I honestly feel bad for the production team going into the two Mockingjay films. So much of the substance of the Catching Fire novel is the ramifications of war on Katniss, Peeta, Haymitch, and everyone who has lived or worked with them. All of them suffer terrible nightmares awake and asleep of what they experienced in the games. They're forced by the Capital to assume a life of gaiety, taking on fashion design or some other kind of art. They become the prized pets of the Capital, living the rest of their days as living idols rather than human beings.
None of that exists in Catching Fire. Anytime this sense of forced privilege starts to rear its ugly, depressing head, new writers Michael Arndt and Simon Beauofoy and new director Francis Lawrence cut to another scene. It's maddening. The replacements for writer/director Gary Ross and writer Billy Ray seem so determined to do something new with the series that they turn it into pablum.
In Catching Fire, there is no sense of urgency or danger. The world seems small and isolated. The effective imagery--peace keepers going after protesters, Katniss forging bonds with the other victor tributes in training--are repeated until they lose all sense of meaning. Anything that might be too upsetting--the reveal of the training scores, executions, the actual destruction of The Hob (marketplace in District 12)--are removed entirely from the film or edited away in the final cut. Gary Ross found the balance between brutality and exploitation that made The Hunger Games a thrilling film to watch; Francis Lawrence turns Catching Fire into an overly sanitized bore.
The saving grace is the acting, at least from the actors given anything to work with. Woody Harrelson, Lenny Kravitz, and Elizabeth Banks--so spectacular in the first film--are reduced to flat foils for Katniss and Peeta. The same applies to everyone in District 12.
Jennifer Lawrence does solid work as Katniss, though the elimination of all but one obvious scene of genuine trauma leaves her with little new ground to cover. Josh Hutcherson, the only actor to actually earn character development in the sequel, is captivating as Peeta. He's not just aw shucks and smiles; you actually get to see him strategize and confront the trauma from the games head on. Donald Sutherland stands out with a few more scenes as the scheming President Snow, providing the only real tension in the film.

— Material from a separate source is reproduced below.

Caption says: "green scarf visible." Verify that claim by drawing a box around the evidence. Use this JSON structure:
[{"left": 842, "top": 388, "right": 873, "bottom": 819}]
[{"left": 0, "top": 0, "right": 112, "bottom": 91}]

Newcomers Jena Malone and Amanda Plummer steal the show in key victor roles. Jena Malone, as District 7 victor Johanna Mason, is the only actor to sell the betrayal of the Capital with the reaping of victors in the entirety of Catching Fire. She's dangerous, not because she's an experienced killer, but because she refuses to hide the truth of what President Snow has planned from everyone in or watching the games. There's a sneer to everything she says and a rage that keeps everyone away without turning off the audience.

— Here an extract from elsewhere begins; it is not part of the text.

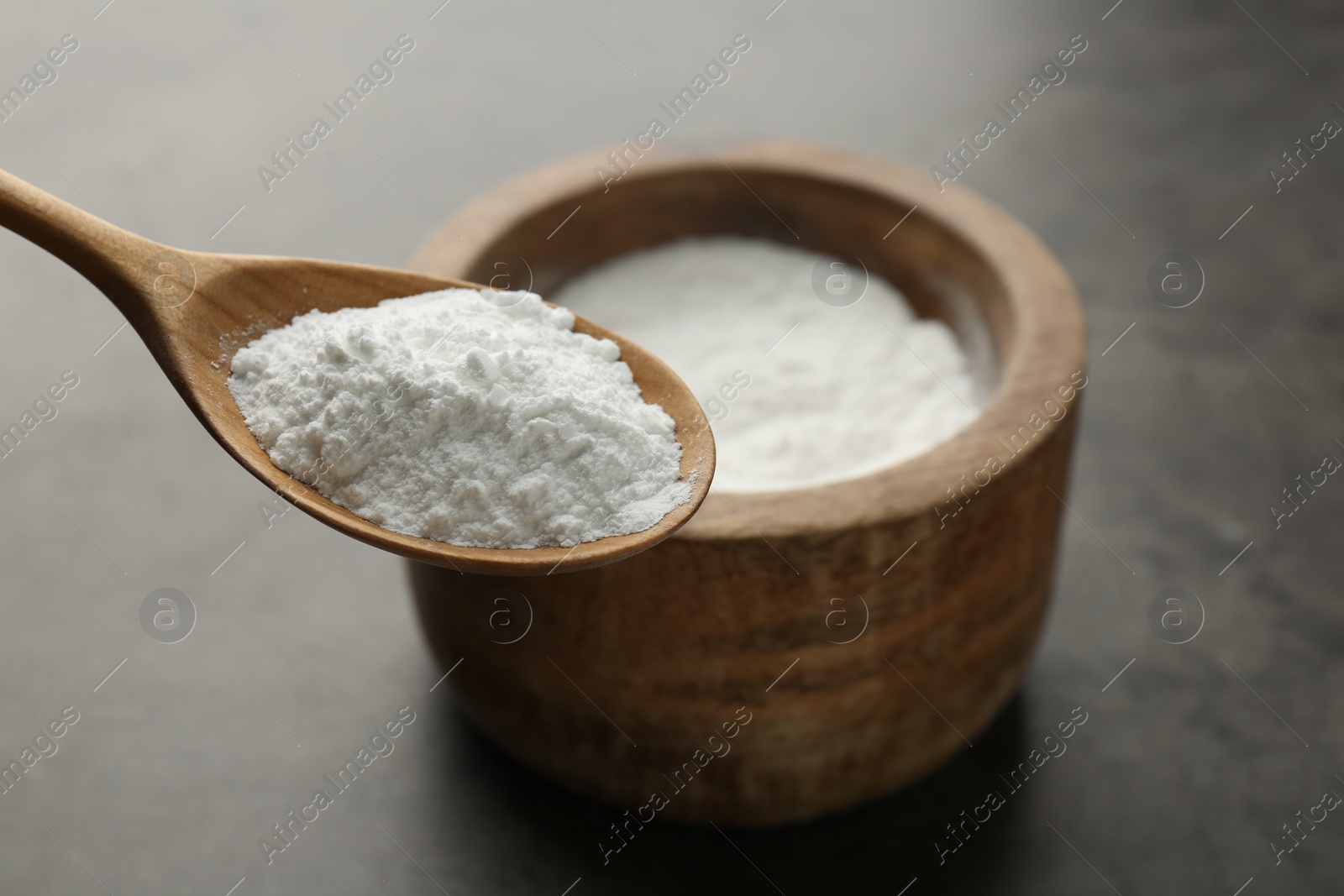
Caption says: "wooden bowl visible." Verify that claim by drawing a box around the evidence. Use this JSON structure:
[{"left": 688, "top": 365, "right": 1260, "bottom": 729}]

Amanda Plummer gets the flashiest role in Wiress, a brilliant but damaged victor from District 3. She's a genius at strategy, immediately picking up on tiny details that no one else can see. Plummer finds a way to make the total mental breakdown of Wiress in the arena seem honest and tragic without ever becoming annoying. If you've never read the books, Wiress is reduced to repeating a two word phrase over and over for most of the games and it's perhaps the most ridiculous element of the entire Hunger Games trilogy. Thanks to Plummer, it serves the function novelist Suzanne Collins always intended without irritation.

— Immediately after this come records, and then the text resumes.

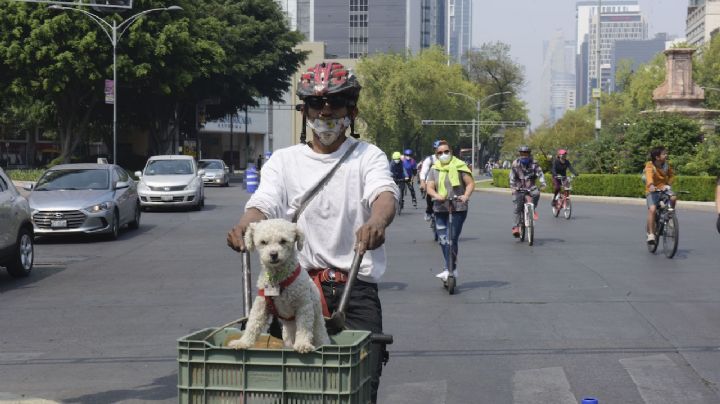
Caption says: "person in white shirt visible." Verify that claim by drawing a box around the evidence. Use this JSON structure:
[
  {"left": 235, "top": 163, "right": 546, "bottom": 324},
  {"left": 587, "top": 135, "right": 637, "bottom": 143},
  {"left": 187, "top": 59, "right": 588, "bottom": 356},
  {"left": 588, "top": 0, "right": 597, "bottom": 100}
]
[{"left": 227, "top": 62, "right": 400, "bottom": 403}]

Five good performances alone don't make a good film. The Hunger Games: Catching Fire is the worst kind of sequel. It's as if the studio decided the success of the first film meant making the second film more generic, more predictable, and less dangerous to aim for a wider audience. The box office receipts support the theory, but at what cost? A poor adaptation of a promising novel that was screaming for a big narrative fixes on the silver screen.